Hacker News new | ask | show | jobs
by p0nce 1145 days ago
What I do for D is implement the intrinsics following the semantics of the x86 instructions. Target x86, x86_64, arm32, arm64 with D compilers, that smoothes out the difference. It's a lot of work, and very similar to the simd-everywhere library that does it for C++. There is not so much impendence mismatch between x86 and arm. I wish more people would understand that you absolutely need such intrinsics for fast software, there is no way around that. You're not going to write your 4x-at-once pow function for each arch, also you won't find a better name for `_mm_madd_epi16`. (EDIT: I guess nowadays you could do that but with taking ARM semantics as source of truth).
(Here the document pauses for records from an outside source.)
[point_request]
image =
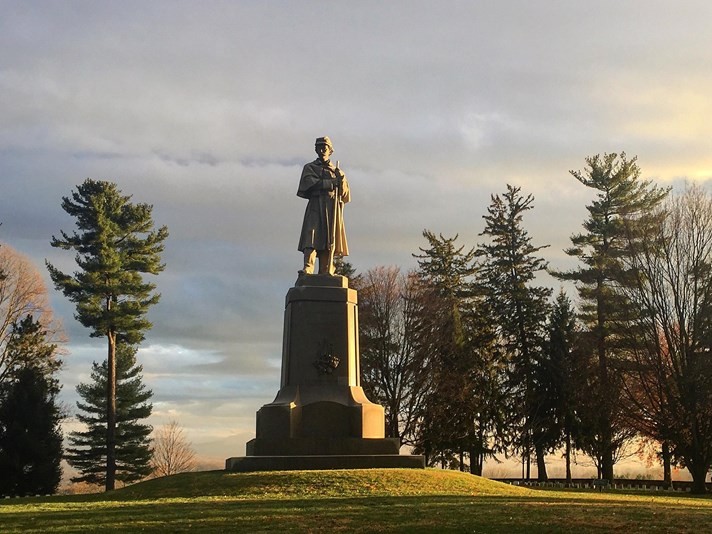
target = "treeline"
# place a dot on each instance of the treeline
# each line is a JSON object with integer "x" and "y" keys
{"x": 115, "y": 245}
{"x": 473, "y": 356}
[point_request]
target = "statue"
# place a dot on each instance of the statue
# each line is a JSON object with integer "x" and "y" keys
{"x": 323, "y": 233}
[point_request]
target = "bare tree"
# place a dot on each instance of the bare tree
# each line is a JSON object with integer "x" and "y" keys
{"x": 172, "y": 452}
{"x": 23, "y": 294}
{"x": 669, "y": 371}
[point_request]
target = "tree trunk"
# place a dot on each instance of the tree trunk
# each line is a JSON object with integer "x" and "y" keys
{"x": 475, "y": 462}
{"x": 607, "y": 466}
{"x": 568, "y": 459}
{"x": 667, "y": 469}
{"x": 698, "y": 470}
{"x": 540, "y": 464}
{"x": 111, "y": 413}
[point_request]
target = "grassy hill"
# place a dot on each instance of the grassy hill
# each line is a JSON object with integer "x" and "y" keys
{"x": 384, "y": 500}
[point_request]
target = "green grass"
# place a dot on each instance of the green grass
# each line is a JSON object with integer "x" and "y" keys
{"x": 386, "y": 500}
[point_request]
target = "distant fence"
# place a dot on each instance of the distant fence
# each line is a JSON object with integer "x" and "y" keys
{"x": 617, "y": 483}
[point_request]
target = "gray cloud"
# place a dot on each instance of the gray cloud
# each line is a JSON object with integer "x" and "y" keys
{"x": 208, "y": 112}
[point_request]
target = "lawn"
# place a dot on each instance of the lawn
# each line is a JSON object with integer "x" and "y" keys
{"x": 386, "y": 500}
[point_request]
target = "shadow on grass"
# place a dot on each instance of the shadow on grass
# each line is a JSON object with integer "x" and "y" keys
{"x": 491, "y": 514}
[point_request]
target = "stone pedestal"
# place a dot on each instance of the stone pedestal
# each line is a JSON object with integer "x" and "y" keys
{"x": 321, "y": 417}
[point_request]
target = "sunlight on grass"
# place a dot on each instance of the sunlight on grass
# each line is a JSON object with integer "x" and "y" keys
{"x": 387, "y": 500}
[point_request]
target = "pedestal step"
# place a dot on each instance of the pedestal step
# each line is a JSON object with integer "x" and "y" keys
{"x": 296, "y": 463}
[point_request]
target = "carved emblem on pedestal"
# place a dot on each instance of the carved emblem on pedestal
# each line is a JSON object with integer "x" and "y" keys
{"x": 327, "y": 361}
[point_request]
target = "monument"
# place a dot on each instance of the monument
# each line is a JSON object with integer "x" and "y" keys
{"x": 321, "y": 418}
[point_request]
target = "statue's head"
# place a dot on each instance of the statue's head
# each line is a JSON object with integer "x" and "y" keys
{"x": 323, "y": 147}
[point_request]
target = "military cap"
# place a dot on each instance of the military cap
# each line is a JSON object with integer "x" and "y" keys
{"x": 324, "y": 141}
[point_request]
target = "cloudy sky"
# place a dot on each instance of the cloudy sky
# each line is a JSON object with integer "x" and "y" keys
{"x": 208, "y": 110}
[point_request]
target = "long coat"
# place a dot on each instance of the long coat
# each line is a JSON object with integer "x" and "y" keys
{"x": 317, "y": 184}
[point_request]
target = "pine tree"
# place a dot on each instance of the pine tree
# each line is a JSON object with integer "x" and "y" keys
{"x": 30, "y": 433}
{"x": 115, "y": 246}
{"x": 87, "y": 451}
{"x": 444, "y": 349}
{"x": 565, "y": 372}
{"x": 622, "y": 203}
{"x": 509, "y": 266}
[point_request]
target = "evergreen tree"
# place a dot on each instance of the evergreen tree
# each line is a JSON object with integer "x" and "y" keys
{"x": 87, "y": 451}
{"x": 622, "y": 203}
{"x": 509, "y": 265}
{"x": 565, "y": 372}
{"x": 115, "y": 246}
{"x": 30, "y": 433}
{"x": 450, "y": 423}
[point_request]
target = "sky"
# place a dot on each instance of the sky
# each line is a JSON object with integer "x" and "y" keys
{"x": 208, "y": 111}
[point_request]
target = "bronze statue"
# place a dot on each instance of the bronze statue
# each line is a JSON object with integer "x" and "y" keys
{"x": 323, "y": 232}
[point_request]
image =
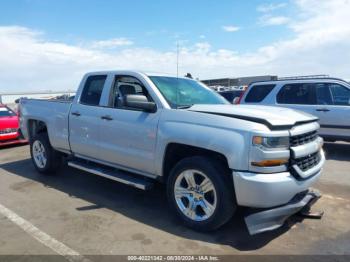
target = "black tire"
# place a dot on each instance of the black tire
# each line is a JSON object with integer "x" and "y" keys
{"x": 223, "y": 184}
{"x": 53, "y": 157}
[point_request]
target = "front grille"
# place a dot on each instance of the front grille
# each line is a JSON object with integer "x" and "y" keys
{"x": 307, "y": 162}
{"x": 303, "y": 138}
{"x": 8, "y": 130}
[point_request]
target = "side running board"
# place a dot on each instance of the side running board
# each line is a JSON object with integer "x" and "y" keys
{"x": 113, "y": 174}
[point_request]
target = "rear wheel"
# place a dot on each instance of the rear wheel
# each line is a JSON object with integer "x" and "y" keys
{"x": 201, "y": 193}
{"x": 45, "y": 159}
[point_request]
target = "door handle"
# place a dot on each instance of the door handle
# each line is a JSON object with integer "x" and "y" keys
{"x": 108, "y": 118}
{"x": 322, "y": 110}
{"x": 76, "y": 113}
https://github.com/AuburnSounds/intel-intrinsics

1 comments

Mostly agree, but there is actually a mismatch between madd_epi16 and Arm. Implementing Arm semantics or x86 on the other requires ~5 instructions, but if we generalize the definition to allow reordering (e.g. Highway's ReorderWidenMulAccumulate [1]), it's only 2 instructions.

1: https://github.com/google/highway/blob/master/g3doc/quick_re...
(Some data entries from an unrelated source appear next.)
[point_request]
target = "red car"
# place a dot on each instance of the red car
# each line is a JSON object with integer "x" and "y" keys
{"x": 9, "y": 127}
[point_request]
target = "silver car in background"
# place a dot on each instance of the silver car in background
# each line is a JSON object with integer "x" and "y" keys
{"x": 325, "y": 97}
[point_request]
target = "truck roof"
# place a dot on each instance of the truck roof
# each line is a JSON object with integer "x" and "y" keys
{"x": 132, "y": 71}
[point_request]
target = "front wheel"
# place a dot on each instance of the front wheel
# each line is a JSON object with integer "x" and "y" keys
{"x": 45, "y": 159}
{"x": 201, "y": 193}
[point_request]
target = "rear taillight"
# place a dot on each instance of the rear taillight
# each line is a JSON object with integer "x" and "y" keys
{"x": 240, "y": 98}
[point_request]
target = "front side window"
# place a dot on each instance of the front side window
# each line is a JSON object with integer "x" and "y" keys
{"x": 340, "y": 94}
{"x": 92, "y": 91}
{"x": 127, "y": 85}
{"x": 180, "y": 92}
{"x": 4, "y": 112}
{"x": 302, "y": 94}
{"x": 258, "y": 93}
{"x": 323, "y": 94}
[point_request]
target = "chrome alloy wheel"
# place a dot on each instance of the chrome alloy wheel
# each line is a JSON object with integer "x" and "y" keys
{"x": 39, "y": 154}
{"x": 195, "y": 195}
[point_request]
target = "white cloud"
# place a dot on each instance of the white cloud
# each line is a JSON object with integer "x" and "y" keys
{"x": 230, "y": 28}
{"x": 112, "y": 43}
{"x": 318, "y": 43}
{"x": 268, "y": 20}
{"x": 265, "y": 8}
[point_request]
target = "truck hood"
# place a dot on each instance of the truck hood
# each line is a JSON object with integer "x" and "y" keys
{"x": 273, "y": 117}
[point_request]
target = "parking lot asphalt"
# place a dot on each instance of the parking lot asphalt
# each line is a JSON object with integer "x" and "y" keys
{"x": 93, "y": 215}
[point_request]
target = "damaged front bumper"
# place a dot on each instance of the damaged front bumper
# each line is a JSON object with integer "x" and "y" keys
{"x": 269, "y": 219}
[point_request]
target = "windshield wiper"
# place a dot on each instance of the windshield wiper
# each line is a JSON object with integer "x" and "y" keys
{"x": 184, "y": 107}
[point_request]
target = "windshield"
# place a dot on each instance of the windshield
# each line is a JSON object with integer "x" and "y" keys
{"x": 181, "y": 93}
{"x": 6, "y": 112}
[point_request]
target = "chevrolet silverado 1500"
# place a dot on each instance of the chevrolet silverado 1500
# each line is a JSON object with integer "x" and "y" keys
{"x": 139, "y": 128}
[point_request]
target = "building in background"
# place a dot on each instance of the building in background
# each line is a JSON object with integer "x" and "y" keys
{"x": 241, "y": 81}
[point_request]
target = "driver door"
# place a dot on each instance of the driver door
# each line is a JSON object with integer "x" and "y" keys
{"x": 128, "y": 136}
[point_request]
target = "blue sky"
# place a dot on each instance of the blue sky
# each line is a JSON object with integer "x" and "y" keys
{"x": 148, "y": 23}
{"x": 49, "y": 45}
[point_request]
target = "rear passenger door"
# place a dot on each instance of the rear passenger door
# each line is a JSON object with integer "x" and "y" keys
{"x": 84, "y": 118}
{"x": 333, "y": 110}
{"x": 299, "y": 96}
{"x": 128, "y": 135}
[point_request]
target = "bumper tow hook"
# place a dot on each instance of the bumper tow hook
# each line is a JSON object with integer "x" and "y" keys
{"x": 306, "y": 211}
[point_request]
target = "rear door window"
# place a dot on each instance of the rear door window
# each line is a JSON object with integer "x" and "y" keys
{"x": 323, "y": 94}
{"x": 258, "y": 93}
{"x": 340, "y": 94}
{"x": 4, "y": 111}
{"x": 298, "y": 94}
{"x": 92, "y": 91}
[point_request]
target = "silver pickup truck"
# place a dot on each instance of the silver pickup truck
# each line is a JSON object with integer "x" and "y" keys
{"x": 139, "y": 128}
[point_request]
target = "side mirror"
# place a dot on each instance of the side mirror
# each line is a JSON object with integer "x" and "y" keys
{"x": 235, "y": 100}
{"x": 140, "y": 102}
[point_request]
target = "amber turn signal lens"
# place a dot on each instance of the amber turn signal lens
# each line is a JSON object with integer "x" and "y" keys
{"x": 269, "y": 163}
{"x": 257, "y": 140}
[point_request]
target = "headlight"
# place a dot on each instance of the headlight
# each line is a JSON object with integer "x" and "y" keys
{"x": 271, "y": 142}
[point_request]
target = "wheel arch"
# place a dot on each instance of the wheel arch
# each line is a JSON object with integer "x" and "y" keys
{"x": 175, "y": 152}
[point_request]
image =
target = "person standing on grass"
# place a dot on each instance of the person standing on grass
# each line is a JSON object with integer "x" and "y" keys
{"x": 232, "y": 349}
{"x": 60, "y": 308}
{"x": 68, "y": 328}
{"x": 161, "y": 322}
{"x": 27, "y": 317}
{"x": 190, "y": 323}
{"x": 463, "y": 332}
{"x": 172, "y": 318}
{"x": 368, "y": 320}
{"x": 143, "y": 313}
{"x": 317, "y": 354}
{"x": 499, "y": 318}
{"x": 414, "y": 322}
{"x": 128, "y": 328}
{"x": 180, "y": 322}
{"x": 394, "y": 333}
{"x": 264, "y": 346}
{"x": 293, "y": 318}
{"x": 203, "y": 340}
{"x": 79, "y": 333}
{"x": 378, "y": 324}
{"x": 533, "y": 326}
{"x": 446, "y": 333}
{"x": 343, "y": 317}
Indeed, and your comment led me to find additional issues with my port of _mm_madd_epi16.

I agree it would perhaps be possible to find better semantics for SIMD that kinda gloss over all the differences. That would be cleaner but require a lot of names. Well I suppose that's what Highway does, isn't it?

:) Yes indeed! Always happy to discuss suggestions for new intrinsics via Github issues.